For speed reasons, I want to pre-calculate some data about each category, which I'll use to generate a Materialized View.
Desired output:
speedy_materialized_view (
gear_category_id INTEGER,
count_direct_child_items INTEGER,
count_recursive_child_items INTEGER
);
count_recursive_child_items
is the cumulative number of GearItems attached to the current category or any child categories. There should be one row for each category, with a 0 for any counts that are 0.
In order to calculate this, we need to use a recursive CTE to traverse the tree:
WITH RECURSIVE children(id, parent_id) AS (
--base case
SELECT gear_category.id AS id, gear_category.parent_id AS parent_id
FROM gear_category
WHERE gear_category.id = 37 -- setting this to id includes current object
-- setting to parent_id includes only children
--combine with recursive part
UNION ALL
SELECT gear_category.id AS gear_category_id
, gear_category.parent_id AS gear_category_parent_id
FROM gear_category, children
WHERE children.id = gear_category.parent_id
)
TABLE children;
It's simple to count the child gear items attached to this list of child categories:
--Subselect variant
SELECT count(gear_item.id) AS count_recursive_child_items_for_single_cat
FROM gear_item
WHERE gear_item.category_id IN (
SELECT children.id AS children_id
FROM children);
-- JOIN variant
SELECT count(gear_item.id) AS count_recursive_child_items_for_single_cat
FROM gear_item, children
WHERE gear_item.category_id = children.id;
But if you look at the CTE, I've hardcoded the starting category ID of '37'. I can't figure out how to combine these queries to generate the count_recursive_child_items for all categories, not just a single one.
How do I combine these?
Also, currently for each category, I calculate all the child categories, which creates a lot of duplicated work, and I'm not sure how to remove that. For example, say I have Grandparent > Parent > Leaf. Currently I separately calculate child categories for Grandparent and Parent, which means I twice calculate the Parent > Leaf relationship.

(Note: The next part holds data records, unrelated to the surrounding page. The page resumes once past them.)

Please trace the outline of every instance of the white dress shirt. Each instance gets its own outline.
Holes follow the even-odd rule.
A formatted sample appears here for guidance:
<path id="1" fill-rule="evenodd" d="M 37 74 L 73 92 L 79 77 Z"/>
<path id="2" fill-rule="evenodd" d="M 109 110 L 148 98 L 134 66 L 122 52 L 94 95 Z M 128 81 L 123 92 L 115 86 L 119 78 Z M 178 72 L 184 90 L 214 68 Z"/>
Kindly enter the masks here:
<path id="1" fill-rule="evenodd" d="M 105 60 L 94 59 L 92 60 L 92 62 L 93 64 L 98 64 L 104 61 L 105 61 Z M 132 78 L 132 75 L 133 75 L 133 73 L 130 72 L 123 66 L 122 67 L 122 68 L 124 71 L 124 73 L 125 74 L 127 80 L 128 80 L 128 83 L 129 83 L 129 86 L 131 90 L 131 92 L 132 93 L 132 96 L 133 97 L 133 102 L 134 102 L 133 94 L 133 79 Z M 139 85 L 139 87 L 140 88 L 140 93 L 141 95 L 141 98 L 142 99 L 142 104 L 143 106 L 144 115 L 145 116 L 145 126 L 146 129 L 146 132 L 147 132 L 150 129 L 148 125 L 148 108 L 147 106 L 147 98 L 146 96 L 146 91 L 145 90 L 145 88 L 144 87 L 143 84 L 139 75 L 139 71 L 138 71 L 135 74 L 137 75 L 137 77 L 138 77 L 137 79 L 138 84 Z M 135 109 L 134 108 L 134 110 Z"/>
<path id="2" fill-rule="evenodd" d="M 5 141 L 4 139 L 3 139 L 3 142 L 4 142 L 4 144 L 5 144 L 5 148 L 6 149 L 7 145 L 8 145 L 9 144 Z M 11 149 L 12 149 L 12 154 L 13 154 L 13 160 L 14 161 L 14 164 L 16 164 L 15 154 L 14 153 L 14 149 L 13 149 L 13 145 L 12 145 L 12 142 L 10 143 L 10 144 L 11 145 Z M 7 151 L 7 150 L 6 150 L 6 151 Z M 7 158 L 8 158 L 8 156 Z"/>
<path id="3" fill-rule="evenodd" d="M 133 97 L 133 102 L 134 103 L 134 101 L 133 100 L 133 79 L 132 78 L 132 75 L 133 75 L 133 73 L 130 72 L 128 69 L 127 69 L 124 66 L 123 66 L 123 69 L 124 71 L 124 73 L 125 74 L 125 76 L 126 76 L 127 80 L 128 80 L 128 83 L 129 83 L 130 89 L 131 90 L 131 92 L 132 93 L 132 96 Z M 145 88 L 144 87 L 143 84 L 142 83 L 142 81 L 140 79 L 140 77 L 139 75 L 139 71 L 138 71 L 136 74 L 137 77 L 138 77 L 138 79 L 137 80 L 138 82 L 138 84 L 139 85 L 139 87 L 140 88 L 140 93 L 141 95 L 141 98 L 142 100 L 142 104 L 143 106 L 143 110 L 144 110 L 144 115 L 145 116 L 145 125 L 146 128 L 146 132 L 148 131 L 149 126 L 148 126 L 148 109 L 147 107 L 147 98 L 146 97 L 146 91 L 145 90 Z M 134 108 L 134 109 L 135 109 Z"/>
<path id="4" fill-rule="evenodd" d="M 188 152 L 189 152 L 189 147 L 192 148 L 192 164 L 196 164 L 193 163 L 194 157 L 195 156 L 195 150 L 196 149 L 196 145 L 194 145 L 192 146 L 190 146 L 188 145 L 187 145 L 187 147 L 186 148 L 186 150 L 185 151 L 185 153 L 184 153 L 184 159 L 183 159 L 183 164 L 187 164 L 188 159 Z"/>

And since I'm already returning count_direct_child_items
for each category, it might be faster to just use those when calculating count_recursive_child_items
rather than starting from scratch in my counts like I currently do.
Separately, each of these concepts makes sense to me. I just can't figure out how to combine them into a single elegant/optimized query.